The 12 vignettes of this short novel follow the unnamed narrator as she goes about her days dogged by a persistent unease. How she came to this apartment, the history of her relationship with her now-estranged husband, and the effects this drastic change has wrought on herself and her daughter are all gradually revealed amid the ordinary rhythms of daily life, interspersed with episodes like when an irate neighbor confronts her about an upstairs water leak or when her daughter runs away from her in a park.

Readers expecting a tale of a down-on-her-luck heroine discovering inner strength or triumphing over adversity will walk away unfulfilled. Little happens in the way of a plot, and the other characters, including the narrator’s husband, are thinly sketched out. Instead, the primary focus is always the narrator and her small but intensely-felt world, as reflected in her thoughts, dreams, memories, and impressions. It is an unsparing and at times uncomfortable portrait. 

We see the full spectrum of anger, frustration, exhaustion, fear, sympathy, and pure love that the narrator feels as a single mother. Though she can tell her daughter has been negatively affected by her husband’s absence and her own inconsistent caretaking, she frequently finds herself at a loss and can only observe or downplay the unpleasantness around her. Readers may be appalled at her irresponsibility at times, self-absorbed as she is with her own misery.
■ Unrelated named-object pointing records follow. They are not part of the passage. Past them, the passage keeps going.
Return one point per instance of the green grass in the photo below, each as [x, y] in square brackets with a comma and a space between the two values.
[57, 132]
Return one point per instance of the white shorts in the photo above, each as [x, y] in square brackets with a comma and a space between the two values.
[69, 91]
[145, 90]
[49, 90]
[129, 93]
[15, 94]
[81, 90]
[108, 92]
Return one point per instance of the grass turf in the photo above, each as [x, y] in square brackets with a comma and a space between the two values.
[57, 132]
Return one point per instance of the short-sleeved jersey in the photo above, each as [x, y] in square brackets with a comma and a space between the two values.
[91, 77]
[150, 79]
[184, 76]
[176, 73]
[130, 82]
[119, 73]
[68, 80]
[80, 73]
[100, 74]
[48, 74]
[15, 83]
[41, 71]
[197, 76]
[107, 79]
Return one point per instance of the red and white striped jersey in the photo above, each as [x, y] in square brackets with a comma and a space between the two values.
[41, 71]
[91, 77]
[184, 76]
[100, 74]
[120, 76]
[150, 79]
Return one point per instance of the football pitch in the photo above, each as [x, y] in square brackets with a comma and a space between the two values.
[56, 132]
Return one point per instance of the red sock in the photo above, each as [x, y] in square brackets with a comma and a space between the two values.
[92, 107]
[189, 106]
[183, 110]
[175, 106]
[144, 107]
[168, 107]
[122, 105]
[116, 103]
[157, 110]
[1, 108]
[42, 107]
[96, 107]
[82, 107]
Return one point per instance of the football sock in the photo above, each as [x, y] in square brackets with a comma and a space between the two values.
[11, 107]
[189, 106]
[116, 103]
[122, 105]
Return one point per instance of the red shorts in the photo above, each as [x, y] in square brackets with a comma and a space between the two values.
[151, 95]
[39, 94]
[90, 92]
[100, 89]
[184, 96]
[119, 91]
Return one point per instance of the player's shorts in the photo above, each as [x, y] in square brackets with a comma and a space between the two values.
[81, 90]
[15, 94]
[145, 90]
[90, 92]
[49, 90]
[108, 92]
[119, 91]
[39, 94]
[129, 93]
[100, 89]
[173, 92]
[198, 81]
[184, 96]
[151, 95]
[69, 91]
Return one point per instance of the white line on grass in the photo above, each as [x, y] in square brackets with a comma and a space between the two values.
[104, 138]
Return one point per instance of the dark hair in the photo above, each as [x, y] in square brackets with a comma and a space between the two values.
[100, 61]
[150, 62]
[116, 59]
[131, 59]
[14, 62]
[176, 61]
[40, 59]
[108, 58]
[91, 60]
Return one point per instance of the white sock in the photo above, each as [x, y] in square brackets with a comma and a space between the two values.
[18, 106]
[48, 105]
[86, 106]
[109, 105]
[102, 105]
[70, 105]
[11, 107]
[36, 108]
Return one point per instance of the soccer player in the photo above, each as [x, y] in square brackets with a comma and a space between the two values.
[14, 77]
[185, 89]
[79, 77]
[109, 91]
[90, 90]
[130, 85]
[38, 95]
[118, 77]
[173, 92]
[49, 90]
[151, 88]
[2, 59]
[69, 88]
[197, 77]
But even as she gets into a drunken altercation with her ex-husband, sleeps with the married head of the PTA, and goes up to an insensate drunkard in the street to softly stroke his back, nothing comes to the fore so much as the incredible loneliness and vulnerability of her position. 

This novel is less about a plot or progression of events than it is about entering a specific state of mind: that of a lost woman with no one to depend on and nowhere to go but forward, into the sort of absolute and blinding light that illuminates but can also obliterate. It’s not a light read, but it’s worth understanding.